From a managerial perspective, this study provides some practical lessons for platform managers and project initiators in the online equity crowdfunding market. For project initiators, the crowdsourcing behavior of potential investors and the behavioral mechanisms behind it are strategically vital for day-to-day project operations. Specifically, when using these communication tools designed by crowdfunding platforms, project initiators can actively post timely updates and respond to investor comments throughout the project fundraising period. Besides, more comments and updates help attract subsequent potential investors, who view such as a positive project signal. Similarly, project sponsors can adopt meaningful suggestions in the comments to improve their project based on the comments to avoid the negative implications that the content of such an update would bring to subsequent investors. Features such as real-time chat may allow project promoters to exchange information with investors and reduce the number of negative consumer postings on the seller’s page, as found in previous studies.

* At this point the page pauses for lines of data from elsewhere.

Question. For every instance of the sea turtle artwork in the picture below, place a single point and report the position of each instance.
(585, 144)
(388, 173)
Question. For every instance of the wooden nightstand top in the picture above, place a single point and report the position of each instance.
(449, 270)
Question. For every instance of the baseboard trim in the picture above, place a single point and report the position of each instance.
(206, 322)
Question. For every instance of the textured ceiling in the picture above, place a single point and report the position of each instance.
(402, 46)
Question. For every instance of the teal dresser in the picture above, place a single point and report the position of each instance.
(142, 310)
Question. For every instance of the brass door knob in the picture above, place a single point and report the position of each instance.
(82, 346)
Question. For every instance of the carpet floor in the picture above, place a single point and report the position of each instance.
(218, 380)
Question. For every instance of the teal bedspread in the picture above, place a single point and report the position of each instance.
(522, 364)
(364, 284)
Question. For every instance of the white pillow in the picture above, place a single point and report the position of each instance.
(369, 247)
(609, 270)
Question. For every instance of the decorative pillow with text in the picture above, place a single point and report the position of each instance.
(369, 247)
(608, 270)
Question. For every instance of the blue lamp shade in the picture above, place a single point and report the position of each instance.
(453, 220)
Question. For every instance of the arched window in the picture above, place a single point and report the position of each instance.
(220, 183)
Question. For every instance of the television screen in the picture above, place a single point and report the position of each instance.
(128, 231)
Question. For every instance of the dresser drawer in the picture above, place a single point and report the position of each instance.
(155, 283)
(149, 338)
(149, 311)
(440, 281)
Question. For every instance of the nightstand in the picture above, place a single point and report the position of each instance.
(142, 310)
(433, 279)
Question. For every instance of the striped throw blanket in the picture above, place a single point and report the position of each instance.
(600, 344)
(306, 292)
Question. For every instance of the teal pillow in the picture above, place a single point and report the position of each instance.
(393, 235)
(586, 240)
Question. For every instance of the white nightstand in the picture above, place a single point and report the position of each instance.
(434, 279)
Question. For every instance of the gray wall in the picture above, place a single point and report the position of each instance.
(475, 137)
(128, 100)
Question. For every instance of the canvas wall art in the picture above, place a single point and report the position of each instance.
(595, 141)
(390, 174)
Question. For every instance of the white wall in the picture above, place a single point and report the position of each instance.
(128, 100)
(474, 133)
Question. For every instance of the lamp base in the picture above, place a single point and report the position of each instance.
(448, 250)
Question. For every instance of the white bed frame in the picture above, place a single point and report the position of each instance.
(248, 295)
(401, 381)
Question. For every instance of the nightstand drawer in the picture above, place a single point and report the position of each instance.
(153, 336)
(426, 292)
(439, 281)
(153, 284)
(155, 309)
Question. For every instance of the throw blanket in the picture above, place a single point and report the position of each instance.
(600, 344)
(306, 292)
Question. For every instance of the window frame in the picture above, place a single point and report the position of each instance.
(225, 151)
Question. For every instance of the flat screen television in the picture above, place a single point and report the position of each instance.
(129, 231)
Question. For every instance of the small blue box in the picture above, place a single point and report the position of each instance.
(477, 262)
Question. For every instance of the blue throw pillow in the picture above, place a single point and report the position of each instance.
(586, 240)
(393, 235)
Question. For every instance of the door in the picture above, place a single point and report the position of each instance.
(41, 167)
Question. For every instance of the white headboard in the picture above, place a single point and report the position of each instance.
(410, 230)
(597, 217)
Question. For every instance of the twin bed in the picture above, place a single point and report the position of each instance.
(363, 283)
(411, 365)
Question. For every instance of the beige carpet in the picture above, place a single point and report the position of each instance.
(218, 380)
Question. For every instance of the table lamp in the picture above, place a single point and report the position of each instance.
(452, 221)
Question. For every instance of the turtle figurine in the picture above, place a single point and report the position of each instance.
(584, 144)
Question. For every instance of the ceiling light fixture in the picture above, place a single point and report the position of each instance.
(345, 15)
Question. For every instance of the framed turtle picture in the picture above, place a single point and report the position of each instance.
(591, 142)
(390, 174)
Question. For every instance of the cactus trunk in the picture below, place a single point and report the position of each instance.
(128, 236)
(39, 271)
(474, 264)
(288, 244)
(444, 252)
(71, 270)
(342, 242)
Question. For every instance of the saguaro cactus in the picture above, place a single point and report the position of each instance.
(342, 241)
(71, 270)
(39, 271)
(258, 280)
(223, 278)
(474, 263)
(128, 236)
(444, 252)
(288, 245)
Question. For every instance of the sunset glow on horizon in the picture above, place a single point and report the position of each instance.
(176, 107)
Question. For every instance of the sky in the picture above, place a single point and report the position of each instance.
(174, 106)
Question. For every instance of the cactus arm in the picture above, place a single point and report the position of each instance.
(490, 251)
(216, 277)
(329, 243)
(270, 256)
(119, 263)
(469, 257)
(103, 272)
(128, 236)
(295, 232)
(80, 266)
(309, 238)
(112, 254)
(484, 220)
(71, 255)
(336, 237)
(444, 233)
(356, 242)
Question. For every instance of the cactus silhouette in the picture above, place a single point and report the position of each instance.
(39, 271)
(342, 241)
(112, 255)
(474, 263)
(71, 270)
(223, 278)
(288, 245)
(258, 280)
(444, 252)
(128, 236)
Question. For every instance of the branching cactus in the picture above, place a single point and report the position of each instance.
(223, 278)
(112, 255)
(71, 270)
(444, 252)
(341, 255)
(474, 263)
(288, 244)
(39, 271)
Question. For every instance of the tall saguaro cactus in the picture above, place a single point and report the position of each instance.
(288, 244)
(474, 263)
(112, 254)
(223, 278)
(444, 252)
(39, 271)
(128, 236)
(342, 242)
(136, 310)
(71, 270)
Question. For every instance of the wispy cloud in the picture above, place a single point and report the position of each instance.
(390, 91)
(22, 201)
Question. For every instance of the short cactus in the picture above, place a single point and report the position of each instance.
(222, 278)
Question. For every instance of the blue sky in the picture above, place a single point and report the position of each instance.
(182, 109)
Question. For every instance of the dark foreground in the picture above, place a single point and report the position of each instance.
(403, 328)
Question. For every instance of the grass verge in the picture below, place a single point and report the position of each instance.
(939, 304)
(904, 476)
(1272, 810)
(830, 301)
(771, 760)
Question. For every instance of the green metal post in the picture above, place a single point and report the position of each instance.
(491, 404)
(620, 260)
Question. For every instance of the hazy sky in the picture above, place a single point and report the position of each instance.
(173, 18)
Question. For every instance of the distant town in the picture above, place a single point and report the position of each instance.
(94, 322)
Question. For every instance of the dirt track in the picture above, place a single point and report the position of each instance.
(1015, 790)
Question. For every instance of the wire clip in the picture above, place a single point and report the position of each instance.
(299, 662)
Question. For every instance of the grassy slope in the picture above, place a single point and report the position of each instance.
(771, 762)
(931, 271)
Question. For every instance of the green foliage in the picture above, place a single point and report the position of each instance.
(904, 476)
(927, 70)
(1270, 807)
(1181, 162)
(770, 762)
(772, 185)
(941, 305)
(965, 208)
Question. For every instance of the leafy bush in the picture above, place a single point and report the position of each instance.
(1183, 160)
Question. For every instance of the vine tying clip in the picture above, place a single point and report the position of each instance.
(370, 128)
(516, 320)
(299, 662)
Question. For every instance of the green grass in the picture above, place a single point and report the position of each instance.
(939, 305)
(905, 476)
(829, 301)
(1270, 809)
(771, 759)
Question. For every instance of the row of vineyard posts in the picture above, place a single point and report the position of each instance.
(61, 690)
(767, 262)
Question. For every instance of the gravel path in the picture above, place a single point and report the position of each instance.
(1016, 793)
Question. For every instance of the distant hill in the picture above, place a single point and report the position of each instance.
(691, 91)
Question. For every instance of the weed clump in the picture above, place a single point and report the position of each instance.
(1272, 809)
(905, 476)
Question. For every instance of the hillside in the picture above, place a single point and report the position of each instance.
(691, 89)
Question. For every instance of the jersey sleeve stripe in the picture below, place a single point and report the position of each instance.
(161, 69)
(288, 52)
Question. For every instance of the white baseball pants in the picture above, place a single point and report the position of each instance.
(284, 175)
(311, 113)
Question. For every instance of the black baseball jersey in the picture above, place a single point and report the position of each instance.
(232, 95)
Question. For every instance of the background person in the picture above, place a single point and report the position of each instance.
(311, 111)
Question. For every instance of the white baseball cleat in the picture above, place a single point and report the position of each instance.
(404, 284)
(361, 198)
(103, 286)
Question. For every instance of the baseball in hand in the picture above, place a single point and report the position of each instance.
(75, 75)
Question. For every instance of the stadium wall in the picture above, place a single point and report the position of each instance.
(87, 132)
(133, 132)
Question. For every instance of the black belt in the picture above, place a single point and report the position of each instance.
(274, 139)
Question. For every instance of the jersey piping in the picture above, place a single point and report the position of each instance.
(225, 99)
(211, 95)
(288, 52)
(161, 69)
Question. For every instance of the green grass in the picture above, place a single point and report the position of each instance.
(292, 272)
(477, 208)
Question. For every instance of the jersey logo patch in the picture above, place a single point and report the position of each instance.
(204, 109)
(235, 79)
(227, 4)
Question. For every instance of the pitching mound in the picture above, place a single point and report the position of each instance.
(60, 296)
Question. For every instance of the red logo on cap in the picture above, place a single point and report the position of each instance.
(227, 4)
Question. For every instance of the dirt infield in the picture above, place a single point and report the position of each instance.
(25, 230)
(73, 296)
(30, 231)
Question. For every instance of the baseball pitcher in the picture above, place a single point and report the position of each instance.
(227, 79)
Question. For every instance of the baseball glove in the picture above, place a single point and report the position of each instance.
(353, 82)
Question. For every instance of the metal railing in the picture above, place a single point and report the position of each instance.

6.2. Conclusion, Limitations, and Future Research Direction
There are some limitations associated with this study. First, this paper analyzes examples of equity crowdfunding platforms with an “all-or-nothing (AON)” mechanism without considering the “Keep-It-All” (KIA) mechanism. Also, due to data limitations, the study only focuses on the observational learning effect from investors’ sharing and searching behaviors on the Facebook platform. It also excludes the effect of project initiators attraction of potential investors through marketing campaigns on other social media platforms. The model in this paper can continue to be expanded in future research when this type of information is available. Finally, additional attitude-based information could be collected to improve understanding of investment behavior in the equity crowdfunding market. Also, future studies should consider more equity crowdfunding platforms with the ‘‘Keep-It-All’’ model to support the generalizability of the findings. In conclusion, how to design more efficient service operation strategies in equity crowdfunding is a direction that deserves more research.